出典: 国指定文化財等データベースより一部抜粋

概要

「絹本著色五大尊像(けんぽんちゃくしょくごだいそんぞう)」は、京都の古刹・醍醐寺に伝わる、鎌倉時代に制作された仏教絵画の傑作です。五大尊(五大明王)とは、密教において如来の命を受け、忿怒(ふんぬ)の相をもって衆生を教化・救済する五尊の明王(不動、降三世、軍荼利、大威徳、金剛夜叉)を指します。
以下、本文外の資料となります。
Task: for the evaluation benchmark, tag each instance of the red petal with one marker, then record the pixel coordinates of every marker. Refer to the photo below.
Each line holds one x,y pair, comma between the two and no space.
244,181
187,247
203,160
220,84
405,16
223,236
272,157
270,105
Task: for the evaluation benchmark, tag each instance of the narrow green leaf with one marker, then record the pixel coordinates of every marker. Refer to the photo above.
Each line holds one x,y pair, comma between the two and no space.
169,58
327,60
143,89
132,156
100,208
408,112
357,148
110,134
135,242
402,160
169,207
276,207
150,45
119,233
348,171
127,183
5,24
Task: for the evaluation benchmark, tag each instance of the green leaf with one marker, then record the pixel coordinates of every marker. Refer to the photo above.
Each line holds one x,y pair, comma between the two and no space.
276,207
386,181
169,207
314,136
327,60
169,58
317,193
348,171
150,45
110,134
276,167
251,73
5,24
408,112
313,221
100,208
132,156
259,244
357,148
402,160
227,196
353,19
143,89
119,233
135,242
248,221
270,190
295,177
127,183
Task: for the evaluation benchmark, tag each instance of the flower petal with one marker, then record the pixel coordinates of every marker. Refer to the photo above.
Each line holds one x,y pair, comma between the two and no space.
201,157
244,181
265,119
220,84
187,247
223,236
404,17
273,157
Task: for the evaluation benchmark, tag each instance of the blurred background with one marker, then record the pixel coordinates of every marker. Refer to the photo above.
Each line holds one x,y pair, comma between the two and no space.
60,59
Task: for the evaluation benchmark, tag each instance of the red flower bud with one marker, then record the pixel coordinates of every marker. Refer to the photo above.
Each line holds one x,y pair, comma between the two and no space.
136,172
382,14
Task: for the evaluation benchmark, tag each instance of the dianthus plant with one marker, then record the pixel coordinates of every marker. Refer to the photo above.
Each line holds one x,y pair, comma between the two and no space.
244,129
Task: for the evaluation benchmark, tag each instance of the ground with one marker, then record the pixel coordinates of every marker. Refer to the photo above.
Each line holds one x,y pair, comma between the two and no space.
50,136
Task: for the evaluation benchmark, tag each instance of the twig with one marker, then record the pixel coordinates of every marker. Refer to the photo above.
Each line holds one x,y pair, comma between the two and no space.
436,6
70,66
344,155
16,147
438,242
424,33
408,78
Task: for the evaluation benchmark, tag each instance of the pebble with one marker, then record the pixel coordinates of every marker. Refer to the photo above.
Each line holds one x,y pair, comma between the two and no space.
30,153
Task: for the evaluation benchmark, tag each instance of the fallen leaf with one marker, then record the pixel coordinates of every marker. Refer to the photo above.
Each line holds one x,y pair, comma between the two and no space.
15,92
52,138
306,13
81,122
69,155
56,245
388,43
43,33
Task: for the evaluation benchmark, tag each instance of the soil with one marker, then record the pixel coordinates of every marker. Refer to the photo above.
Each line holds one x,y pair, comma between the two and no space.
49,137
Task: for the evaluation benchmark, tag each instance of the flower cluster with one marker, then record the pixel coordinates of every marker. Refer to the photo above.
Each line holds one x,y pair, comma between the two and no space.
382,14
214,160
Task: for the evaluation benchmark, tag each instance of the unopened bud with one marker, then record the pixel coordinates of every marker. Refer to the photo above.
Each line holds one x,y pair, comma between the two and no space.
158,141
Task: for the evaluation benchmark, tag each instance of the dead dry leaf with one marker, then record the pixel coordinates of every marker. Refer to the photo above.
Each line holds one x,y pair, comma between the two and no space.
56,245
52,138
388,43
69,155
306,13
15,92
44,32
本作は五幅一組からなり、密教の修法における本尊として、国家安泰や除災を祈願するために用いられてきた極めて重要な聖像です。

歴史的背景

醍醐寺は真言密教の拠点として、平安時代以来、五大尊を本尊とする「五大尊法」などの大規模な修法を執り行ってきました。本像が制作された鎌倉時代は、写実的で力強い表現が好まれた時代であり、仏教美術もその影響を強く受けています。平安時代の優美な様式を継承しつつも、武士の時代の精神を反映したような、力強く現実味を帯びた造形へと進化を遂げた時期の作品として位置づけられます。

特徴と魅力

本作は、鎌倉時代における密教絵画の到達点を示す作品として高く評価されています。

  • 圧倒的な迫力と躍動感: 悪を退けるための激しい怒りの表情(忿怒相)や、逆立つ髪、力強く踏み出す足の運びなど、画面全体から凄まじいエネルギーが放たれています。
  • 精緻な色彩と筆致: 絹本に施された色彩は極めて鮮やかで、各明王が身にまとう装身具や武器の細部まで、一切の妥協なく描き込まれています。背景に立ち昇る炎の表現も独創的で、神秘的な空間を作り出しています。
  • 完成された構成美: 五尊がそれぞれ独自の個性を持ちながら、一組の作品として完璧な調和を保っています。これは当時の高度な絵師の技術と、深い宗教的理解があったからこそ成し得たものです。
  • 密教美術の正統: 古代から続く密教の図像学的伝統を忠実に守りつつ、時代の美意識を加味した本作は、後世の仏画制作の規範ともなりました。